# Why do you study systema?



## GouRonin (Nov 5, 2002)

Just curious as to what lead people to study systema?


----------



## KenpoGirl (Nov 5, 2002)

In your case mental imbalance and a sick desire to be beat up.


----------



## Jay Bell (Nov 5, 2002)

About a year and a half or so ago, a guy [wish i could remember his name] made a post on E-budo about Systema.  He was a long-time Bujinkan person who was now studying Systema.

Curiousity got me...this was right around the time that the 'Master of Fighting' vid was released.  So I looking up information everywhere I could find it.  The downside to all of this was the fact that the claims sounded too good to be true.  With all of the "Spec Ops" garbage around like SCARS and the like...I just couldn't get my brain around what I was reading.

I ordered the MoF vid that week.  I sat down and watched it when it came in...and I kept thinking to myself, "Wow...I feel really good".  It was an odd feeling.  The feeling I'd personally been seeking out in training...I was feeling...just by watching this stuff.  A few friends came over to also watch it...and they would make comments like, "That stuff looks fake."...I'd chuckle, agree with them, then tell them to pay close attention to the bodies of the people being worked on.  "HOLY *****...THAT'S NOT FAKE" was typically their response after that.  You could tell by how the body was being manipulated, jerked and spun into the ground that there was nothing fake about it.

Time went on, money got low...so the ability to travel to train wasn't an option.  Eventually, a school opened up half a mile from my place here in Mesa and I was there.  

Systema was not at all what I expected.  I never expected it to be so much.  Within a few months of training, everything else just seemed trivial and silly.  Whether it be politics, gross-overranking, egos or just shallow understanding of body mechanics...I just never looked back.

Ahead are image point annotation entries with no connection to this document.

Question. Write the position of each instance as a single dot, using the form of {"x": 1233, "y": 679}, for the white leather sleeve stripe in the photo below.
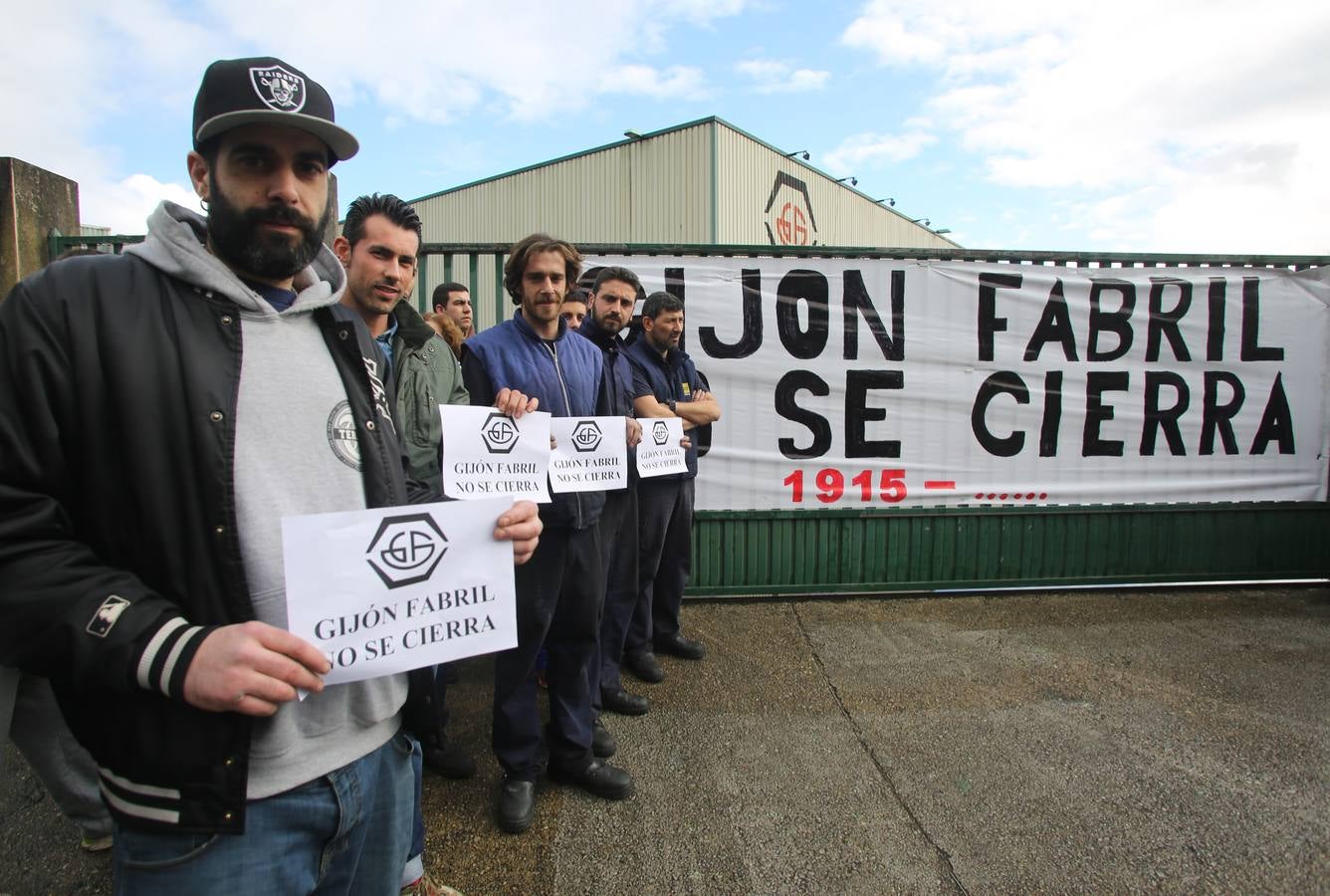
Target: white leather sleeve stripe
{"x": 145, "y": 662}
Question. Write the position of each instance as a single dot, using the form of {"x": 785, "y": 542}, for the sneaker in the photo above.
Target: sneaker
{"x": 426, "y": 887}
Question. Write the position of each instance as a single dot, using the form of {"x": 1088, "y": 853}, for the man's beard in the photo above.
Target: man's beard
{"x": 236, "y": 237}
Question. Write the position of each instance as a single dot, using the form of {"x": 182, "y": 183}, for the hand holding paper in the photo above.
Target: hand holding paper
{"x": 250, "y": 667}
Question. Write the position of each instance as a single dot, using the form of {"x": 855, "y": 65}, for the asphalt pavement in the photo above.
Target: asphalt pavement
{"x": 1097, "y": 742}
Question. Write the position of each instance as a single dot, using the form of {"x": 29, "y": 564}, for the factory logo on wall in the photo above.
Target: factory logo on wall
{"x": 788, "y": 213}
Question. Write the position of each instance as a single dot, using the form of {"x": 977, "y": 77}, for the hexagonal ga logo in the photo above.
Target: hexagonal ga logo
{"x": 586, "y": 436}
{"x": 499, "y": 433}
{"x": 788, "y": 213}
{"x": 406, "y": 550}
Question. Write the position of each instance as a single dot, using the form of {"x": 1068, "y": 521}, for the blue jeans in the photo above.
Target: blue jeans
{"x": 344, "y": 832}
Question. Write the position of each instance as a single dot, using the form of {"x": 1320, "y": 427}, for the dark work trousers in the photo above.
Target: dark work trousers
{"x": 560, "y": 590}
{"x": 618, "y": 540}
{"x": 664, "y": 556}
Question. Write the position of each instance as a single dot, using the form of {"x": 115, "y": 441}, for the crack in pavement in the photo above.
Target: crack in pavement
{"x": 949, "y": 872}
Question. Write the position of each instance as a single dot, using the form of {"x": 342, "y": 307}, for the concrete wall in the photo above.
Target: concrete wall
{"x": 32, "y": 201}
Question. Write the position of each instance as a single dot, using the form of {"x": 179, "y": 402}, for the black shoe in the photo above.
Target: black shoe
{"x": 645, "y": 666}
{"x": 451, "y": 762}
{"x": 598, "y": 778}
{"x": 677, "y": 645}
{"x": 624, "y": 704}
{"x": 601, "y": 741}
{"x": 517, "y": 807}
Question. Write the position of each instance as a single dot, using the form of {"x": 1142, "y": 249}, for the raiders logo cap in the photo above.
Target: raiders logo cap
{"x": 266, "y": 91}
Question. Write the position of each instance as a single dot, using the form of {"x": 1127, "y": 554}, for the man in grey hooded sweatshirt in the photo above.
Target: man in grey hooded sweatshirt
{"x": 159, "y": 413}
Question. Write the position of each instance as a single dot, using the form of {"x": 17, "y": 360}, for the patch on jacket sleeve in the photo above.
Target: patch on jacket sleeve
{"x": 107, "y": 615}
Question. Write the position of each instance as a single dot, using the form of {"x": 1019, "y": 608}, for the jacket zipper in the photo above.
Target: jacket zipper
{"x": 568, "y": 408}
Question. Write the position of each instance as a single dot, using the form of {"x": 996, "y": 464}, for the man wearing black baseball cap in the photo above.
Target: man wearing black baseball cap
{"x": 159, "y": 412}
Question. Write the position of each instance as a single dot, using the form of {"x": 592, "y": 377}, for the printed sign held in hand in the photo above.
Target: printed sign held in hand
{"x": 488, "y": 454}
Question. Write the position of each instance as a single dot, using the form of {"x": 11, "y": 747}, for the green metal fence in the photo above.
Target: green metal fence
{"x": 756, "y": 554}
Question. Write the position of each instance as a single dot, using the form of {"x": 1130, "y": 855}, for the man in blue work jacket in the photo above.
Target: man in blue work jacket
{"x": 667, "y": 384}
{"x": 561, "y": 589}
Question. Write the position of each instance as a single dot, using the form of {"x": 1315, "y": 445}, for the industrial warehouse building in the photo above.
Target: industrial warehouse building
{"x": 700, "y": 183}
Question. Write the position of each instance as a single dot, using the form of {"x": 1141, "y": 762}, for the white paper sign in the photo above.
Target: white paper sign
{"x": 392, "y": 589}
{"x": 590, "y": 454}
{"x": 488, "y": 454}
{"x": 658, "y": 452}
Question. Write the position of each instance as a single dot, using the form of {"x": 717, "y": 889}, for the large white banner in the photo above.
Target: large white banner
{"x": 857, "y": 383}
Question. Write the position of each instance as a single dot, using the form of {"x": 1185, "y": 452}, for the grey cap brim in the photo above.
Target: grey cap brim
{"x": 338, "y": 139}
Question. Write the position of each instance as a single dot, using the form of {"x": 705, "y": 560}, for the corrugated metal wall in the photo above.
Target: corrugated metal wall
{"x": 755, "y": 554}
{"x": 747, "y": 171}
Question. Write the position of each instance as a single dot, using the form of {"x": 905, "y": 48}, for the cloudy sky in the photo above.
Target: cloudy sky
{"x": 1178, "y": 126}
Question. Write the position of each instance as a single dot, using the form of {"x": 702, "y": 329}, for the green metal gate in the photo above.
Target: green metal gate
{"x": 752, "y": 554}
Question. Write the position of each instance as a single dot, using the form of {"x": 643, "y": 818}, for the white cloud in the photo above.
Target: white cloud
{"x": 1192, "y": 125}
{"x": 125, "y": 206}
{"x": 644, "y": 80}
{"x": 71, "y": 70}
{"x": 855, "y": 151}
{"x": 771, "y": 76}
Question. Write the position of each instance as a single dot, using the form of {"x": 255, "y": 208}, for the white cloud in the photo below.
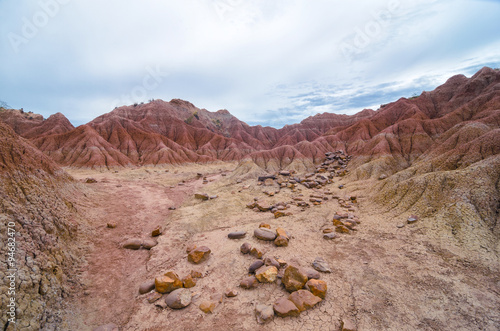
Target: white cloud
{"x": 253, "y": 58}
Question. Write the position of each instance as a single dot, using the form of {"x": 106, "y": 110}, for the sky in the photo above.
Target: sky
{"x": 269, "y": 62}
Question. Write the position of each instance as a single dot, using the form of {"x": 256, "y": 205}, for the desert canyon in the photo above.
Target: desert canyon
{"x": 166, "y": 216}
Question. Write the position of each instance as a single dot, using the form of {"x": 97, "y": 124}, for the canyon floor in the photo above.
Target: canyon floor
{"x": 384, "y": 277}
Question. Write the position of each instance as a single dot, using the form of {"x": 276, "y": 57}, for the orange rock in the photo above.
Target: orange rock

I can honestly say that my previous training in other arts helped me tremendously in life.  They all got me to a point...internally as well as externally.  Systema picked me up at that point and opened doors to allow me to grow and learn in ways that I felt stuck in.

I still get a lot of flack from my old buddies that I used to train with D)  Telling me I'm out studying Russian....or they call me comrad or the like.  It's all in good fun....but if they had any idea...


----------



## Klondike93 (Nov 5, 2002)

For me I went to the school to learn Kenpo and after about a month, the instructor said I should be doing the "cool" stuff too that I would like it. 

So I started doing Systema with the kenpo and have been at for about 6 months now. I also catch some flak from my friends about learning that "Russian stuff", but most think it's so cool.

Off to work out now too  

:asian:


----------